Frank went to UCLA, where he was inspired by Victor Narro, the project director of the UCLA Labor Center and a longtime advocate for immigrant rights and fair labor. After graduating, Frank worked as a labor, electoral, and community organizer throughout Southern California. “I felt more comfortable organizing in Los Angeles,” he tells me.

After that, he pursued a graduate degree in Latin American studies from the University of Texas at Austin. “I wanted to study and live in the other state that had a big Mexican population,” explains Frank, whose thesis was on the evolution of the map of Texas. “I found a lot of passion studying the Southwest.”

After 10 years away, Frank came back to the community that raised him and feels emboldened working for CAUSE. “I like how the dominoes have fallen — to be able to do what I love to do here in Santa Barbara,” he shares. “To show love is about housing rights, living wage, and environmental justice.”

Frank Rodriguez answers the Proust Questionnaire.

Whom do you most admire?

“Mi ama y apa.” My mom and pops worked super-hard and succeeded as a domestic worker and bartender. I’m humbled to be able to do the work I do because of their sacrifices.
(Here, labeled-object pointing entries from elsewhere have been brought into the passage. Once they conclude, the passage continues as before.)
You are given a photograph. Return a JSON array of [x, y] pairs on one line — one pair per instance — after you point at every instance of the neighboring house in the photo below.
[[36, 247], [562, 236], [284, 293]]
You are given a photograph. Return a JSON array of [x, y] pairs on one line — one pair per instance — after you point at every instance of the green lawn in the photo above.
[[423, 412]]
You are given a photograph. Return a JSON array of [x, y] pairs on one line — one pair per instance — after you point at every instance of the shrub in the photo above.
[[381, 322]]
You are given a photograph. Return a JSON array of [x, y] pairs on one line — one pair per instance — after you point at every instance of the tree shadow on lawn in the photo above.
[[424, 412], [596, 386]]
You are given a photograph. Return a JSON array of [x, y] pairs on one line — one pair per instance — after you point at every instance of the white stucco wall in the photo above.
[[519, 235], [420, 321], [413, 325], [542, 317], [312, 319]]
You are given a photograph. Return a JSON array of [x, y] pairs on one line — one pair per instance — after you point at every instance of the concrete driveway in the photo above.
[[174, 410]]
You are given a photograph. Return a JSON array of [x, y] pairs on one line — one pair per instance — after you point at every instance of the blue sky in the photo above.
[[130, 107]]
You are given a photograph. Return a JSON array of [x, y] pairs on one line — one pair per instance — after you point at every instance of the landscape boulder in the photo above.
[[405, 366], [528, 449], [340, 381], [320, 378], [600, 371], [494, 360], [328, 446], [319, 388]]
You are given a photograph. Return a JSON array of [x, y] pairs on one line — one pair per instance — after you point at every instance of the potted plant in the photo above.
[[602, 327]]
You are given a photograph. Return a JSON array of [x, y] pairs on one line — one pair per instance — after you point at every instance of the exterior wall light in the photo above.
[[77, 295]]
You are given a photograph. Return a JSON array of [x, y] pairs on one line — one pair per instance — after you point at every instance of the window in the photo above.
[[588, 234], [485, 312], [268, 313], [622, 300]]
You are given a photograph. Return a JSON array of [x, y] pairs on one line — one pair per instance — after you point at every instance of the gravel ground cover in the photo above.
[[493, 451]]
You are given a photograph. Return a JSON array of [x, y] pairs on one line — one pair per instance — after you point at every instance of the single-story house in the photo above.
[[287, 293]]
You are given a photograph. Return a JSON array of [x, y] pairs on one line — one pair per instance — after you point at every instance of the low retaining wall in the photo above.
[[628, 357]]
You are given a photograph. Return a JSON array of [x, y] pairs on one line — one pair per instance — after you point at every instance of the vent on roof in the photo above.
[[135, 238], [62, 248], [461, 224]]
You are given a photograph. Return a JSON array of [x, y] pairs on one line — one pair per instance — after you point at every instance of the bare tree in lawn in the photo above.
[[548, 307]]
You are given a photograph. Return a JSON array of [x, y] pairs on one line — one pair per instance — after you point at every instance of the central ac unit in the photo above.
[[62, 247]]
What do you like most about your job?

I get to do what I love back home where I grew up. Organizing among family and those who I can confuse with as a tía or primo back in Mexico or across the U.S. makes me whole.

What do you consider your greatest achievement?

My 2004 Soccer Defensive MVP of the Tri-Valley League at Bishop Garcia Diego High School, my 2009 Humanitarian of the Year award from UCLA, and my master's in Latin American studies from UT Austin in 2014. The list is a great reflection of my passions in each phase of my life.

What is your idea of perfect happiness?

Skating or biking around town and listening to R&B or NPR.

What is your greatest fear?

At the moment, the Dodgers losing the World Series, or Lonzo Ball becoming a failure with the Lakers. More seriously, losing family members and not being able to continue sharing good times with them.

What is your greatest extravagance?

Traveling! I am always willing to splurge to have a good time visiting family in Mexico or across the U.S. Those are some of the best times that I get to relax and reflect.

What is your current state of mind?

As an emcee, I go by MammalsBabble, and currently, “I express myself mentally, because physical reality dictates my understanding, so I be planning, academically and socially, so that my state of mind is always focused on my community.”

What is the quality you most like in people?

This is corny, but as a jokester, I have to say a mature jokester.

What is the quality you most dislike in people?

This is not corny, so as a jokester, I have to say an immature jokester. Especially those still leaning on racist, homophobic, or misogynistic rhetoric, a process I am still learning how to grow through as well.

What do you most value in friends?

I value the ability to reconnect on the same thread at any point of life, especially on a late-night Instagram thread or random get-together. And I appreciate the jokes, lots of jokes.

What is your most marked characteristic?

I have to say being a big silly human. I work on issues I consider very important and serious, and thus approach my work that way. But I like to lighten the mood and be who I am at all times.

Which words or phrases do you most overuse?

What up homie? ¿Que pasa raza? Hola humans!

Which talent would you most like to have?

Sinking a perfect three each time I play basketball in real life or on NBA 2K.

If you could change one thing about yourself, what would it be?

Not playing too much NBA 2K, but not not playing. Taking time to rest and reflect is always important, and I can always focus more on that. One of my best investments is being able to go shoot some shots at the YMCA.

Where would you most like to live?

Santa Barbara will always be home base, the Southwest and Mexico my idea of my nation state, and the rest of the world a playground to visit and learn from with respect.

What is your most treasured possession?

Used to be a 1971 Ford Sport Custom with a 351 Windsor engine, three on the tree. It was my perfect truck to drive around town during high school. But now it has to be a signed jersey by the 1997 Chivas Rayadas de Guadalajara Mexican championship soccer team.

Who makes you laugh the most?

My homies from high school: Frank Velazquez, Mike Duran, and Carlos Clark. Because there was another Frank in the crew, I got the nickname Chema in high school, a name that stuck and helps me remember which friends I have known for a while around town.

What is your motto?

Cumbia is life.

Which historical figure do you most identify with?

Since I moved back home, I have approached history through the work of Carey McWilliams (Southern California, 1946) and Mike Davis (City of Quartz, 1990). They provide what I consider the best historical context to analyze the history of the region I grew up in.

On what occasion do you lie?

When I am late. Hard to admit if it is actually because I was too lazy to wake up early.